Always verify against the raw request body bytes, never the parsed JSON. If you stringify a parsed object back to JSON, key ordering, whitespace, and number formatting can all differ from what BuildWorkPro signed — and the HMAC will not match.

In Express, that means express.raw({ type: "application/json" }) on the webhook route, before any express.json() body parser. In Flask, use request.get_data(), not request.json.

Idempotency on your side

Network glitches and the retry schedule both mean the same event id can arrive more than once. Store the id from each event you process, and skip any event whose id you’ve already handled. The id is stable across retries and across replays.

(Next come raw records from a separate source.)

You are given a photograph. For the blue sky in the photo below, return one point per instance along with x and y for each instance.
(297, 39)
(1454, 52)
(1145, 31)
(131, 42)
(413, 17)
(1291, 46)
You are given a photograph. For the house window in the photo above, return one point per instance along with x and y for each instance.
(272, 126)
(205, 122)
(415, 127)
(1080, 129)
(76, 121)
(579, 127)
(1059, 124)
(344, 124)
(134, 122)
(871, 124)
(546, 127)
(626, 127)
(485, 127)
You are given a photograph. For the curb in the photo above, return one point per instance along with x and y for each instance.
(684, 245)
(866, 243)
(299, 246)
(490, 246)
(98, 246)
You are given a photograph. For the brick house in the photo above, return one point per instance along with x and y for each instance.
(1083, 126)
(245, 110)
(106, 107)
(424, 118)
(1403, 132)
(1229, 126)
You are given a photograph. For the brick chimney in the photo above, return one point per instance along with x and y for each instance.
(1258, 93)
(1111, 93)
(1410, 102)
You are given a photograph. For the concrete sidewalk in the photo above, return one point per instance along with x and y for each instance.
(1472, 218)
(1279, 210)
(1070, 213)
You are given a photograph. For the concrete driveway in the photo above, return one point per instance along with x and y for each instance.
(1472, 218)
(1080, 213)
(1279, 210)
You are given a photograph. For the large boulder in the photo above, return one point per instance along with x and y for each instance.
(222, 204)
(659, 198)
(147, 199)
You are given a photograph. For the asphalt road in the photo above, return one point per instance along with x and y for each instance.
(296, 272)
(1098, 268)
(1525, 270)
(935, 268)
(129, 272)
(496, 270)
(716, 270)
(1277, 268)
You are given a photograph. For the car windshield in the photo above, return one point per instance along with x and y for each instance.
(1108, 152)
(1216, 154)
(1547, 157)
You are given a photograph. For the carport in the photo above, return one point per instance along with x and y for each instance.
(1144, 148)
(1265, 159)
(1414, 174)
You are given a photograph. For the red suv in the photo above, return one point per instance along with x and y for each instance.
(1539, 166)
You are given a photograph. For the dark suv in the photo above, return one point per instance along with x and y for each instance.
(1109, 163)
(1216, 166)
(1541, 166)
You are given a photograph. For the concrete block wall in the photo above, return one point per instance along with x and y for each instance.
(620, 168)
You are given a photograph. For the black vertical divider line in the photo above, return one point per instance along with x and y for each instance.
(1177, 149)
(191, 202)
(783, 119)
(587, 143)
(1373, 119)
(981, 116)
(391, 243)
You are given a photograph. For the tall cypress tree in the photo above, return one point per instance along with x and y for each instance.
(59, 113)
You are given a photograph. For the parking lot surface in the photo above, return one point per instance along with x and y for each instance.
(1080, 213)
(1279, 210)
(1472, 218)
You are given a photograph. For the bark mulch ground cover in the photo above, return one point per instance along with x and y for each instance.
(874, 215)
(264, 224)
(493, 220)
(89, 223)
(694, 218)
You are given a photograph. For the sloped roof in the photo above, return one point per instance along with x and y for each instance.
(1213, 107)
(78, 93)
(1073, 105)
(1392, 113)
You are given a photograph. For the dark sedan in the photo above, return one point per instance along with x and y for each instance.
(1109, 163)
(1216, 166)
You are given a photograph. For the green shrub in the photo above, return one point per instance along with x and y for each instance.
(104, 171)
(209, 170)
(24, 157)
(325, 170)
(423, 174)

Rotating the signing secret

If you suspect the secret has leaked, rotate it via POST /api/v1/webhook-endpoints/{id}/rotate-secret. The response carries the new secret (shown once). Update your receiver, then verify with the new secret going forward. There is no overlap window — deliveries already in flight when you rotate will be re-signed with the new secret on their next attempt.